Kościół idzie za Jego przykładem i przyjmuje grzeszników na swoje łono, aby ich uzdrowić. W dziejach Kościoła w różnych okresach pojawiały się nurty „purystyczne”, domagające się oddzielenia baranków od kozłów, co miało wykluczyć grzeszników, aby Kościół zachował swoją czystość i świętość. To trochę tak, jak gdyby szpital odrzucał chorych i przyjmował tylko zdrowych. Kościół jest organizmem żywym i stara się ożywiać chore członki, sprawiając, aby krążyła w nich jego krew. Jest jak matka, która przyjmuje swoje dzieci, nawet jeśli popełniły jakieś przestępstwo. Gdzież bowiem mogłyby się chronić, aby naprawić swoje błędy?
Gdy kapłan ukaże Hostię podczas Mszy Świętej, mówiąc: „Błogosławieni, którzy zostali wezwani na ucztę Baranka”, spróbujmy poczuć, że Jezus jest z nami i wstawia się za nami u Boga Ojca.
Baranku Boży, który gładzisz grzechy świata, obdarz nas pokojem.
Ks. Julian Wybraniec – w maju 2012 r. przyjął święcenia kapłańskie. Obecnie jest wikariuszem w rzeszowskiej katedrze. Jego pasją jest liturgia oraz muzyka liturgiczna w teorii i praktyce.
Słowa Ewangelii według Świętego Jana
Jan zobaczył podchodzącego ku niemu Jezusa i rzekł: «Oto Baranek Boży, który gładzi grzech świata. To jest Ten, o którym powiedziałem: „Po mnie przyjdzie Mąż, który mnie przewyższył godnością, gdyż był wcześniej ode mnie”. Ja Go przedtem nie znałem, ale przyszedłem chrzcić wodą w tym celu, aby On się objawił Izraelowi».

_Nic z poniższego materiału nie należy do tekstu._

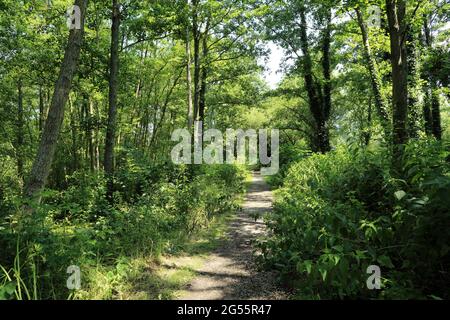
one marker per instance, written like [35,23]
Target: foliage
[78,227]
[336,214]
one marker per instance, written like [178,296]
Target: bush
[78,226]
[336,214]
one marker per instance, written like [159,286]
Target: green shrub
[336,214]
[77,226]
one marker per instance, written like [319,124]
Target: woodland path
[229,272]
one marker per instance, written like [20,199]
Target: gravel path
[230,273]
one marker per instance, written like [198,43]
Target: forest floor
[229,272]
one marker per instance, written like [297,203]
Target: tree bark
[108,163]
[204,76]
[197,37]
[432,105]
[20,133]
[375,81]
[319,103]
[396,11]
[42,163]
[41,109]
[188,72]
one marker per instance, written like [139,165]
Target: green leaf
[385,261]
[308,265]
[400,194]
[323,272]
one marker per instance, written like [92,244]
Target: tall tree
[396,12]
[47,146]
[380,103]
[112,111]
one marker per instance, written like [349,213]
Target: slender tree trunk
[188,73]
[112,112]
[413,81]
[319,103]
[197,35]
[20,133]
[41,109]
[73,129]
[396,11]
[371,65]
[434,120]
[204,76]
[436,115]
[326,70]
[428,118]
[89,135]
[47,146]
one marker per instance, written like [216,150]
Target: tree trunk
[413,81]
[112,112]
[380,104]
[41,109]
[319,103]
[396,11]
[20,123]
[204,76]
[188,75]
[197,35]
[47,146]
[434,116]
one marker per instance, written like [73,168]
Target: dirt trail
[230,273]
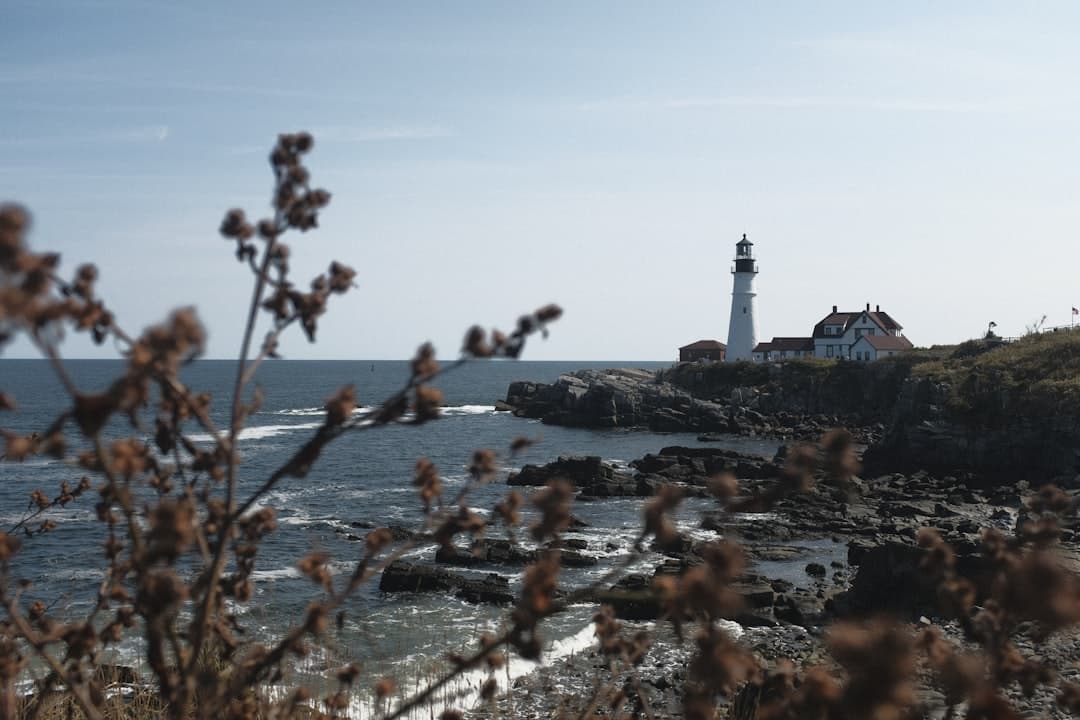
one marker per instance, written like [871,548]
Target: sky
[486,159]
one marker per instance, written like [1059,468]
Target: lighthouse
[742,328]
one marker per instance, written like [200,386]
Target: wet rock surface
[624,397]
[402,576]
[839,552]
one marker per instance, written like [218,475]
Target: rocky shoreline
[839,551]
[625,397]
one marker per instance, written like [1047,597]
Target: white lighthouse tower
[742,329]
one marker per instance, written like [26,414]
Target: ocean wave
[277,573]
[259,432]
[468,409]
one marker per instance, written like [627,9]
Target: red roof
[845,318]
[705,344]
[785,344]
[887,341]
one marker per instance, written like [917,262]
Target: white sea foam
[468,409]
[277,573]
[464,692]
[259,432]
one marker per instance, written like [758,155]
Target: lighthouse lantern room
[742,328]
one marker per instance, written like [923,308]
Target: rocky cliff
[1010,412]
[1007,415]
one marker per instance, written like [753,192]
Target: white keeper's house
[862,335]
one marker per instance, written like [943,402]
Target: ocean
[361,479]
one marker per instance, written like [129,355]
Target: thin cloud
[794,103]
[138,135]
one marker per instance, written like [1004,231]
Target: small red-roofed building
[709,350]
[874,347]
[781,349]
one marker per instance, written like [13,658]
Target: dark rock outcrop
[402,576]
[994,440]
[590,475]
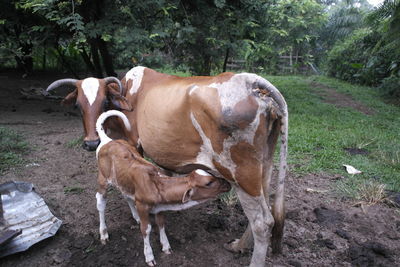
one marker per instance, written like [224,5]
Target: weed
[372,192]
[229,198]
[366,192]
[73,190]
[12,146]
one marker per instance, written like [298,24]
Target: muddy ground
[321,229]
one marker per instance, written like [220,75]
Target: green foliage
[362,58]
[12,146]
[319,132]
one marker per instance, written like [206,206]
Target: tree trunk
[25,61]
[225,60]
[88,62]
[65,63]
[106,57]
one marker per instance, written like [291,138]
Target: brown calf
[146,189]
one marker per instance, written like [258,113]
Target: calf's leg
[145,228]
[101,206]
[134,212]
[166,247]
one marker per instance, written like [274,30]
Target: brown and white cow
[93,96]
[145,187]
[227,124]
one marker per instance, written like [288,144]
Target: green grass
[319,132]
[75,143]
[12,147]
[73,190]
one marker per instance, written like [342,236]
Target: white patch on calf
[166,247]
[101,206]
[90,87]
[148,251]
[164,207]
[135,74]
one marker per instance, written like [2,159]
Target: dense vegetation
[347,39]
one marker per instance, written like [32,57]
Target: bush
[391,86]
[364,58]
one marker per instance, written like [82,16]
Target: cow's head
[93,96]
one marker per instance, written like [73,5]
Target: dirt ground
[321,229]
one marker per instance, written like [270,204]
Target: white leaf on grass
[351,170]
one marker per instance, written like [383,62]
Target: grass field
[12,145]
[320,133]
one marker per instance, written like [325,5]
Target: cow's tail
[104,139]
[278,209]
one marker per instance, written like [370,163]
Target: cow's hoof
[167,251]
[233,246]
[104,238]
[151,263]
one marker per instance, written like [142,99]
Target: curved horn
[58,83]
[114,80]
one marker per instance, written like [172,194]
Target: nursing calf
[145,187]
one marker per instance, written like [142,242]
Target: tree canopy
[97,37]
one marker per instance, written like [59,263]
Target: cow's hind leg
[260,221]
[166,247]
[101,207]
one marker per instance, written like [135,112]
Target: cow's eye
[106,105]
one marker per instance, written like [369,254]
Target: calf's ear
[70,99]
[118,100]
[187,196]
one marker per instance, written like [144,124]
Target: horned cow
[227,125]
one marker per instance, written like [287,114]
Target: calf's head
[203,186]
[93,96]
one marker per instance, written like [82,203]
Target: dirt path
[321,230]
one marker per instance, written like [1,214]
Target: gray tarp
[24,209]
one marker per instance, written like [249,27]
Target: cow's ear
[70,99]
[187,196]
[118,100]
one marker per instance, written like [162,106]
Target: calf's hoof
[151,263]
[167,251]
[233,246]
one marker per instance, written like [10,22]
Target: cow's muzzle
[91,145]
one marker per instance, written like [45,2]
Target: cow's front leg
[145,228]
[261,222]
[101,206]
[166,247]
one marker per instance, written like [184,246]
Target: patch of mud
[321,229]
[332,96]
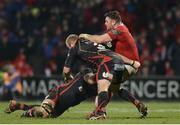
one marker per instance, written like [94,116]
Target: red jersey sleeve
[114,34]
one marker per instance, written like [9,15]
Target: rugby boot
[12,107]
[98,115]
[142,109]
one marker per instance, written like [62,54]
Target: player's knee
[118,73]
[103,85]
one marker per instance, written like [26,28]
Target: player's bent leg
[14,105]
[126,95]
[103,99]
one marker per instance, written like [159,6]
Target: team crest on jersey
[109,44]
[115,32]
[105,74]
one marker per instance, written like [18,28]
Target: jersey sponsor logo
[109,44]
[115,32]
[80,88]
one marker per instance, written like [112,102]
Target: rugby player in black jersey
[108,66]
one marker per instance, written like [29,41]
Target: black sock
[21,106]
[126,95]
[103,99]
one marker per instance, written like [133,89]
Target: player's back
[124,42]
[71,94]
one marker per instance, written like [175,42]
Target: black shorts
[71,94]
[107,65]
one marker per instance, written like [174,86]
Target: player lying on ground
[65,96]
[108,65]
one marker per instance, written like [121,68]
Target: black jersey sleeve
[70,59]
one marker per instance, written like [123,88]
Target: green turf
[118,112]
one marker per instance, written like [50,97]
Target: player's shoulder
[121,27]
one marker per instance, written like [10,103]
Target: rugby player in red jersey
[119,39]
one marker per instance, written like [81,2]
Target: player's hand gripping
[67,77]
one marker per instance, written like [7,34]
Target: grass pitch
[118,113]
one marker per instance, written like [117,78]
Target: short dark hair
[113,15]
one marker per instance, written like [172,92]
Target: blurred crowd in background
[32,33]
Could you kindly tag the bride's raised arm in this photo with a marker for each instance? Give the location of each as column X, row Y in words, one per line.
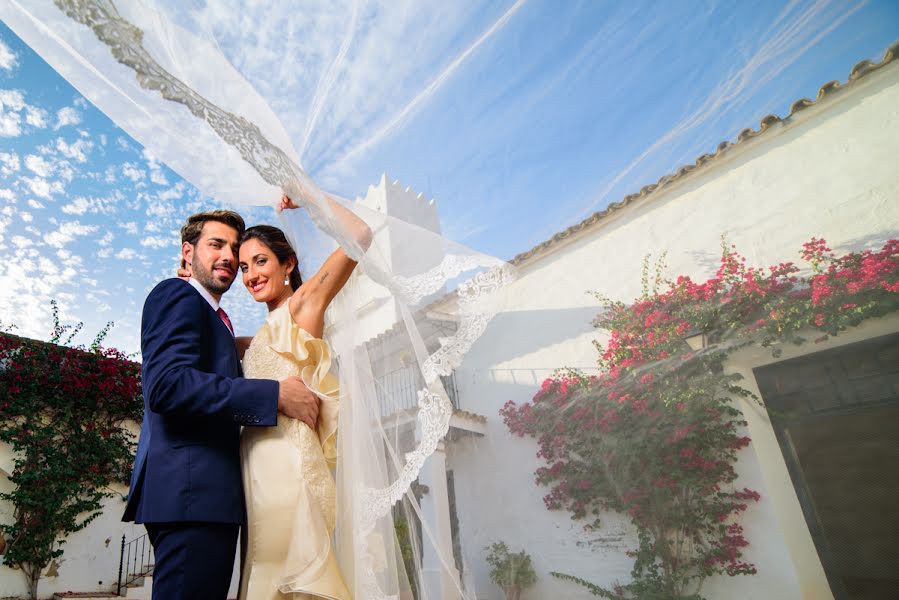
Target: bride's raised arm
column 311, row 299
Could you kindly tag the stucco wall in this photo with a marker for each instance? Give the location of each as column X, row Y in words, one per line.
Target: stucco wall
column 831, row 173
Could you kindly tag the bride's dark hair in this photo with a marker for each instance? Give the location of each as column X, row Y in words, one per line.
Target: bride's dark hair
column 277, row 242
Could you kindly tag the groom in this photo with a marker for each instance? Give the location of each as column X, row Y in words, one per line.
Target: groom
column 186, row 484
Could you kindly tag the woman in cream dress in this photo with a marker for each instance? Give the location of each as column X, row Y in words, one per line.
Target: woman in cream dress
column 289, row 490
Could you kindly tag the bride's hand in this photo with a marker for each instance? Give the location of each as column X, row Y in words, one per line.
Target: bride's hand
column 184, row 271
column 287, row 203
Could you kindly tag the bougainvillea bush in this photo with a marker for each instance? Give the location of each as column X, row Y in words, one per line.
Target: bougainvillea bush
column 62, row 411
column 656, row 436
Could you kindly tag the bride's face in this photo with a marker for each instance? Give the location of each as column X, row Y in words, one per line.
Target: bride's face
column 263, row 274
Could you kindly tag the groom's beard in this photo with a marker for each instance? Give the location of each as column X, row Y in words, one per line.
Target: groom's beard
column 210, row 280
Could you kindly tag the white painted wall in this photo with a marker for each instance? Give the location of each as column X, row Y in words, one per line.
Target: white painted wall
column 91, row 558
column 831, row 172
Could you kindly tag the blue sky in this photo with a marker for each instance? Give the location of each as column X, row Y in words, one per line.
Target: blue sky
column 520, row 118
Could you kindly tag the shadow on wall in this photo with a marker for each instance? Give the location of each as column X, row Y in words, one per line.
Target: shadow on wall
column 515, row 334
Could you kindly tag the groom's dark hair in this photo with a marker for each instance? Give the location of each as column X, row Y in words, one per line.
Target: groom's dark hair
column 191, row 231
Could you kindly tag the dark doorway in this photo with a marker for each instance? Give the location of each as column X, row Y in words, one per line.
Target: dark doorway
column 836, row 416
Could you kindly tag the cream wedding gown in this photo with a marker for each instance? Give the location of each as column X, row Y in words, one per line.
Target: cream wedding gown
column 290, row 494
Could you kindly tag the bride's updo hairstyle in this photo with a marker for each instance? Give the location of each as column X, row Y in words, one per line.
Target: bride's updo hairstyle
column 274, row 239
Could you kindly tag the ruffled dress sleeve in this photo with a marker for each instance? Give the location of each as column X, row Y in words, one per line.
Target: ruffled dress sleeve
column 313, row 357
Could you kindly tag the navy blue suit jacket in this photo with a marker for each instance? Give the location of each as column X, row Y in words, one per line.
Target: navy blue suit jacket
column 187, row 466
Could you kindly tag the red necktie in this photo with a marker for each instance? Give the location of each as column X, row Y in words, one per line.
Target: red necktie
column 226, row 320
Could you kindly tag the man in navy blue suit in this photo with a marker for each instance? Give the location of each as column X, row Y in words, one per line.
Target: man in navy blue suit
column 186, row 485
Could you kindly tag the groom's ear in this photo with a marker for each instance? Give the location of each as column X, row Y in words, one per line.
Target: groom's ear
column 187, row 252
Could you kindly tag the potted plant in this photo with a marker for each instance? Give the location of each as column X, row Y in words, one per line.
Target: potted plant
column 512, row 571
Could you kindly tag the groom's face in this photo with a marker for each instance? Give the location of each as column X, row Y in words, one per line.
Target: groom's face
column 213, row 259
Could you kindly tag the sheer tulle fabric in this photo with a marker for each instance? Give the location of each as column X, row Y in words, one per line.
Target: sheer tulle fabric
column 173, row 91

Jan dał takie świadectwo: «Ujrzałem ducha, który zstępował z nieba jak gołębica i spoczął na Nim. Ja Go przedtem nie znałem, ale Ten, który mnie posłał, abym chrzcił wodą, powiedział do mnie: „Ten, nad którym ujrzysz ducha zstępującego i spoczywającego na Nim, jest Tym, który chrzci Duchem Świętym”. Ja to ujrzałem i daję świadectwo, że On jest Synem Bożym».